Additional co-authors of the report are Mingshu Huang, PhD, and Rochelle Walensky, MD, MPH, MGH Medical Practice Evaluation Center; A. David Paltiel, PhD, MBA, Yale School of Public Health; Kenneth H. Mayer, MD, Beth Israel Deaconess Medical Center and the Fenway Institute, and Bharat B. Rewari, MD, World Health Organization. The study was supported by National Institute of Allergy and Infectious Diseases grants R01 AI058736 and R37 AI093269 and by the Steve and Deborah Gorlin MGH Research Scholar Award.

Massachusetts General Hospital, founded in 1811, is the original and largest teaching hospital of Harvard Medical School.
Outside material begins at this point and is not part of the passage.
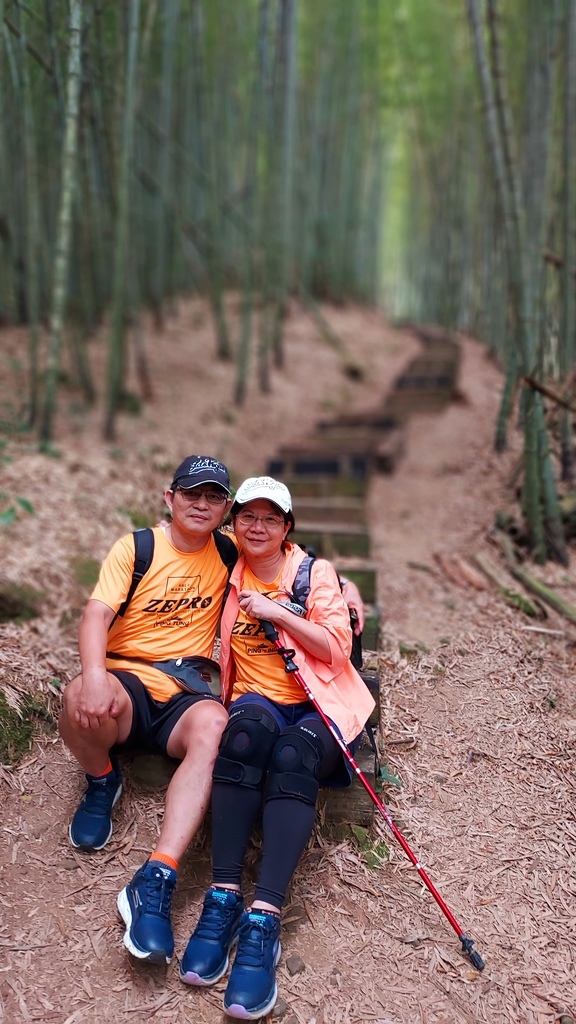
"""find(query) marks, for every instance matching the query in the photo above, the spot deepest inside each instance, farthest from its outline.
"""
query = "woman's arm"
(312, 636)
The MGH Research Institute conducts the largest hospital-based research program in the nation, with an annual research budget of more than $800 million and major research centers in HIV/AIDS, cardiovascular research, cancer, computational and integrative biology, cutaneous biology, human genetics, medical imaging, neurodegenerative disorders, regenerative medicine, reproductive biology, systems biology, photomedicine and transplantation biology. The MGH topped the 2015 Nature Index list of health care organizations publishing in leading scientific journals, earned the prestigious 2015 Foster G. McGaw Prize for Excellence in Community Service and returned to the number one spot on the 2015-16 U.S. News & World Report list of "America's Best Hospitals."